Entornó los ojos tras sus lentes y miró a Miley, que estaba dibujando decididamente el muro del jardín cubierto por la viña, contemplando su perfil patricio, buscando las palabras para describirla. Valiente, decidió, sabiendo que Miley dibujaba porque intentaba mantenerse ocupada, en lugar de hundirse y ceder en su dolor. Y compasiva, pensó, recordaba sus esfuerzos por consolar y animar a los pacientes enfermos de su padre.
El doctor Morrison sacudió la cabeza con sentimiento de frustración. Como anciano, disfrutaba de su inteligencia y de su sentido del humor; admiraba su coraje, su espíritu y su compasión, pero, si subrayaba todas esas cualidades a sus parientes ingleses, seguramente la considerarían una mujer independiente, culta y poco dada al matrimonio. Cabía aun la posibilidad de que, cuando Andrew Bainbridge regresara de Europa en pocos meses, pidiera formalmente la mano de Miley, pero el doctor Morrison no estaba seguro. El padre de Miley y la madre de Andrew habían acordado que, antes de que la joven pareja se comprometiera, debían probar sus sentimientos mutuos durante un período de seis meses mientras Andrew hacía una versión abreviada del «Grand Tour»[1].
El doctor Morrison sabía que el afecto de Miley hacia Andrew seguía siendo fuerte y constante, pero los sentimientos de Andrew hacia ella parecían flaquear.
Según lo que la señora Bainbridge le había confesado ayer al doctor Morrison, Andrew estaba desarrollando una fuerte atracción hacia su prima segunda, cuya familia estaba en aquel momento visitando Suiza.
El doctor Morrison suspiró apesadumbrado mientras continuaba mirando a las dos muchachas, que estaban vestidas con sencillos vestidos negros, una con su resplandeciente cabello rubio, la otra con el brillante cobre pálido. A pesar de la lugubrez de su atuendo, constituían una imagen muy atractiva, pensó con cariño. ¡Una imagen! En un momento de inspiración, el doctor Morrison decidió solucionar el problema de la descripción de las chicas a sus parientes ingleses incluyendo simplemente una miniatura de ellas en cada carta.
Tras tomar esa decisión, concluyó la primera carta solicitando a la duquesa que consultara con el duque de Atherton, quien recibiría una carta idéntica, y le notificara qué querían que .hiciera con respecto al cuidado de las muchachas. El doctor Morrison escribió la misma carta al duque de Atherton; luego redactó una breve nota para su abogado, que estaba en Nueva York, dando a tan respetable caballero instrucciones para que encontrara a una persona de confianza en Londres que localizara al duque y la duquesa y le entregara las cartas. Con el breve comentario de que el duque o la duquesa le reembolsarían los gastos, el doctor Morrison se levantó y se desperezó.
Fuera, en el jardín, Dorothy golpeaba el suelo con la punta de su zapatilla, haciendo que el columpio se retorciera con desgana de un lado a otro.
—Aún no puedo creerlo —dijo Dorothy, en una voz suave, llena de una mezcla de desesperación y nerviosismo—. ¡Mamá era nieta de una duquesa! ¿Eso en qué nos convierte?, ¿en nobles? ¿Tenemos títulos?
Miley le dedicó una mirada irónica.
—Sí, nosotras somos los parientes pobres.

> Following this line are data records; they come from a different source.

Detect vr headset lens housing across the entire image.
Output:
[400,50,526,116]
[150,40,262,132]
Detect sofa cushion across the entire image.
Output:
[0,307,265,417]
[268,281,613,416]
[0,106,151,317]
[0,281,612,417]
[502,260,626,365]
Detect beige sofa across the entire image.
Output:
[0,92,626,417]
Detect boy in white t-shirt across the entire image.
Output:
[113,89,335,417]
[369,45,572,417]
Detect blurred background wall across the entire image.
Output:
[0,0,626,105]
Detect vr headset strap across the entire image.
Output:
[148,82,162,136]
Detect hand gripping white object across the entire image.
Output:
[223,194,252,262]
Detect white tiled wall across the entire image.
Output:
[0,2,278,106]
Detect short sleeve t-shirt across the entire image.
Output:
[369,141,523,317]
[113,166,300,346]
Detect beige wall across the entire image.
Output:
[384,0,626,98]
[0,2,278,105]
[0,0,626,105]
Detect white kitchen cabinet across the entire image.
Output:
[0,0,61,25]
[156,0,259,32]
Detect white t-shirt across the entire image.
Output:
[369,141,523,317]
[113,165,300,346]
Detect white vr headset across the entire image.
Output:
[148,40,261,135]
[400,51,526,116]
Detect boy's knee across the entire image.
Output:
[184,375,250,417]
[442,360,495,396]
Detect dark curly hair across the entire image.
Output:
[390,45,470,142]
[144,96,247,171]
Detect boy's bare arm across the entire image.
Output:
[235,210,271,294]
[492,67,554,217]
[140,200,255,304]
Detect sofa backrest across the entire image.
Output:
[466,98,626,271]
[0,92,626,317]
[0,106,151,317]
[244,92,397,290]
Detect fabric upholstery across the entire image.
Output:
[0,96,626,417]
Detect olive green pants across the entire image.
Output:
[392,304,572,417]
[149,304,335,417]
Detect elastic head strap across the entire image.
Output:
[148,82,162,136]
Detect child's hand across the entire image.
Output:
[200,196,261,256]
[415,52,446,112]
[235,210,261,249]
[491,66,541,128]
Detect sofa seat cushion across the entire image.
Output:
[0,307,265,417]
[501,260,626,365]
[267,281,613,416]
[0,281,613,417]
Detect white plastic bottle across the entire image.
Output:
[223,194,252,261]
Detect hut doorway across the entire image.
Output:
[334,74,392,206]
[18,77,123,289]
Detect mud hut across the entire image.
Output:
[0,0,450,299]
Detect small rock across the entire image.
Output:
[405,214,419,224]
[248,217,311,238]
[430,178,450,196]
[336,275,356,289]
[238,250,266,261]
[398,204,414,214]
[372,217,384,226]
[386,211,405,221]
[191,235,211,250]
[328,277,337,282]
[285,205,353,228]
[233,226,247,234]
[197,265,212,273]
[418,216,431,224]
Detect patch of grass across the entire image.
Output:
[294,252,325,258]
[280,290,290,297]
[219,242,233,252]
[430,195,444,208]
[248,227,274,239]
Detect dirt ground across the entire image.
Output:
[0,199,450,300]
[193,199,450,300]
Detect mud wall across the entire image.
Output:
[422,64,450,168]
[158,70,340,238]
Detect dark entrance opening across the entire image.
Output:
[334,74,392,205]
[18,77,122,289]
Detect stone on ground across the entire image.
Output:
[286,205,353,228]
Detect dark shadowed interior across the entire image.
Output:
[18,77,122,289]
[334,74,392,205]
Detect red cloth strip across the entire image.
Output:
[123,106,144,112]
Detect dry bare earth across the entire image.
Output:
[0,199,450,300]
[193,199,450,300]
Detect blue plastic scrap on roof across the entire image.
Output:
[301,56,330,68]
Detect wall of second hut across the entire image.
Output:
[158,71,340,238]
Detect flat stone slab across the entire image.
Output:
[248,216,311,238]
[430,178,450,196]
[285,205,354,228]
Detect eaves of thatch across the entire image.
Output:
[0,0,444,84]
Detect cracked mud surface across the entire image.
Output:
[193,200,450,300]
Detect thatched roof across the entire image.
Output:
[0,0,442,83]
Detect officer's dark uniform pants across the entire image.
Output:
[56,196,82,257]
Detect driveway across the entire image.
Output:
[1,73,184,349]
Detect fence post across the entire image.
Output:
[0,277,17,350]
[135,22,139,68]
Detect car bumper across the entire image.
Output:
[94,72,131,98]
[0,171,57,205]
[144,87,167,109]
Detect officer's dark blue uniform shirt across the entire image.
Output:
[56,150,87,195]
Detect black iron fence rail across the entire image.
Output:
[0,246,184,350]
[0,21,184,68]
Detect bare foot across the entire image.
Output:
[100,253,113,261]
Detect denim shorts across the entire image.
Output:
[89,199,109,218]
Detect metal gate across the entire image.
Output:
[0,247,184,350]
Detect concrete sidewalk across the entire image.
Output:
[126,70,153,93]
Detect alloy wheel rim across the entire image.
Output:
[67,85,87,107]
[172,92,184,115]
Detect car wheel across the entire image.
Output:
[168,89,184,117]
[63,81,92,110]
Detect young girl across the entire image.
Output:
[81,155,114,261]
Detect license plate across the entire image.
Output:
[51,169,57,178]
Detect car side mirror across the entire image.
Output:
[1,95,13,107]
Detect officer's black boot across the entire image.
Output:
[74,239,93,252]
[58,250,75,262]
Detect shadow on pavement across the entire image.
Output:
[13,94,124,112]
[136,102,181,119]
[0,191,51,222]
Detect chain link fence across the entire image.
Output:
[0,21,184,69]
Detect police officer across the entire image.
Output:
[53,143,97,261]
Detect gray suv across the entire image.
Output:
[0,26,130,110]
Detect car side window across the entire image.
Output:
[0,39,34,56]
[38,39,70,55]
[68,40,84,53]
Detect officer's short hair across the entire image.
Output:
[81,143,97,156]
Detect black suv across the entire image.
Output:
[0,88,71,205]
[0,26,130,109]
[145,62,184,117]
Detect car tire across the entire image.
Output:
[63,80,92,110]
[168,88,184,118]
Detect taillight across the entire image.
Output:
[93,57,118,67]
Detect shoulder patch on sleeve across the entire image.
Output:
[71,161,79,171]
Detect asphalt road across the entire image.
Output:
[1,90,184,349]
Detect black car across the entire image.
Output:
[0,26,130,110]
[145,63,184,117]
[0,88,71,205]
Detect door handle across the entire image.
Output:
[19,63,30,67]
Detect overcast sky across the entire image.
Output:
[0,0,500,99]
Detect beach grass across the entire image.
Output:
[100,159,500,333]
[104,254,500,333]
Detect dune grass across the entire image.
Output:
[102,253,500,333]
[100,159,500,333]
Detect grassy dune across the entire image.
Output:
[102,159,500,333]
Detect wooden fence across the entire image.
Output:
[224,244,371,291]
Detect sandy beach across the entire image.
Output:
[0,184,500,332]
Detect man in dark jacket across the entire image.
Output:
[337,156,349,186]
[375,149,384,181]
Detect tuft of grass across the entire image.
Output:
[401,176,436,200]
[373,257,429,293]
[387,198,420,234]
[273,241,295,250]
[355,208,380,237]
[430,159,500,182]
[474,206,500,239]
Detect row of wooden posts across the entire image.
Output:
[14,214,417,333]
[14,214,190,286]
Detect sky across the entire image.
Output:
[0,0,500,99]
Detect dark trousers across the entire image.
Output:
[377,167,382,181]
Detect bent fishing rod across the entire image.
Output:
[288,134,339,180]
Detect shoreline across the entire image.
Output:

Era la verdad, pues, aunque Patrick Seaton era querido y valorado por la agradecida gente de campo cuyas enfermedades había curado durante muchos años, sus pacientes rara vez podían pagarle con dinero y él nunca les había presionado para que lo hicieran. En cambio, le pagaban con aquellos bienes y servicios que le pudieran proporcionar; con animales, pescado y volatería para su mesa, con reparaciones de su carruaje y de su casa, con una hogaza de pan recién hecho y cestas de jugosas bayas silvestres. Como resultado, a la familia Seaton nunca le había faltado comida, pero siempre andaban escasos de dinero, como evidenciaban los vestidos remendados y teñidos a mano que tanto Dorothy como Miley llevaban. Incluso la casa en la que vivían se la habían proporcionado los aldeanos, igual que le habían proporcionado una al reverendo Milby, el pastor. Prestaban las casas a sus ocupantes a cambio de sus servicios médicos y pastorales.
Dorothy hizo caso omiso del prudente resumen de su estatus y continuó con su ensoñación:
—¡Nuestro primo es un duque y nuestra abuela una duquesa! Aún no puedo creerlo, ¿y tú?
—Yo siempre pensé que mamá tenía algo de misterio —respondió Miley, parpadeando para evitar las lágrimas de soledad y desesperación que empañaban sus ojos zarcos—. Ahora el misterio está resuelto.
—¿Qué misterio?
Miley vaciló, su lápiz de dibujo oscilaba sobre la tabla.
—Me refería a que mamá era distinta de todas las demás mujeres que he conocido.
—Supongo que lo era —concedió Dorothy, y se sumió en el silencio.
Miley contemplaba el dibujo que descansaba en su regazo, mientras las delicadas líneas y curvas de las serpenteantes rosas que había estado dibujando de memoria, desde el recuerdo del último verano, se borrasen ante sus ojos húmedos. El misterio estaba resuelto. Ahora comprendía muchas cosas que la habían desconcertado y preocupado. Ahora comprendía por qué su madre nunca se mezclaba cómodamente con las demás mujeres del pueblo, por qué siempre hablaba con el acento culto de una dama inglesa e insistía obstinadamente en que, al menos en su presencia, Miley y Dorothy hicieran lo mismo. Su herencia explicaba la insistencia de su madre en que aprendieran a leer y a hablar en francés, además de en inglés. Explicaba su exigencia. En parte explicaba la expresión extraña y encantada que cruzaba sus rasgos en aquellas raras ocasiones en que se mencionaba Inglaterra.
Tal vez incluso explicaba su extraña reserva con su propio marido, a quien trataba con amable cortesía, pero nada más. Sin embargo, en la superficie, había sido una mujer ejemplar. Nunca había regañado a su marido, nunca se había quejado de su existencia modesta, aunque digna, y nunca había reñido con él. Hacía tiempo que Miley había perdonado a su madre por no amar a su padre. Ahora que se daba cuenta de que su madre debía de haberse criado en un lujo increíble, también se inclinaba a admirar su abnegada fortaleza.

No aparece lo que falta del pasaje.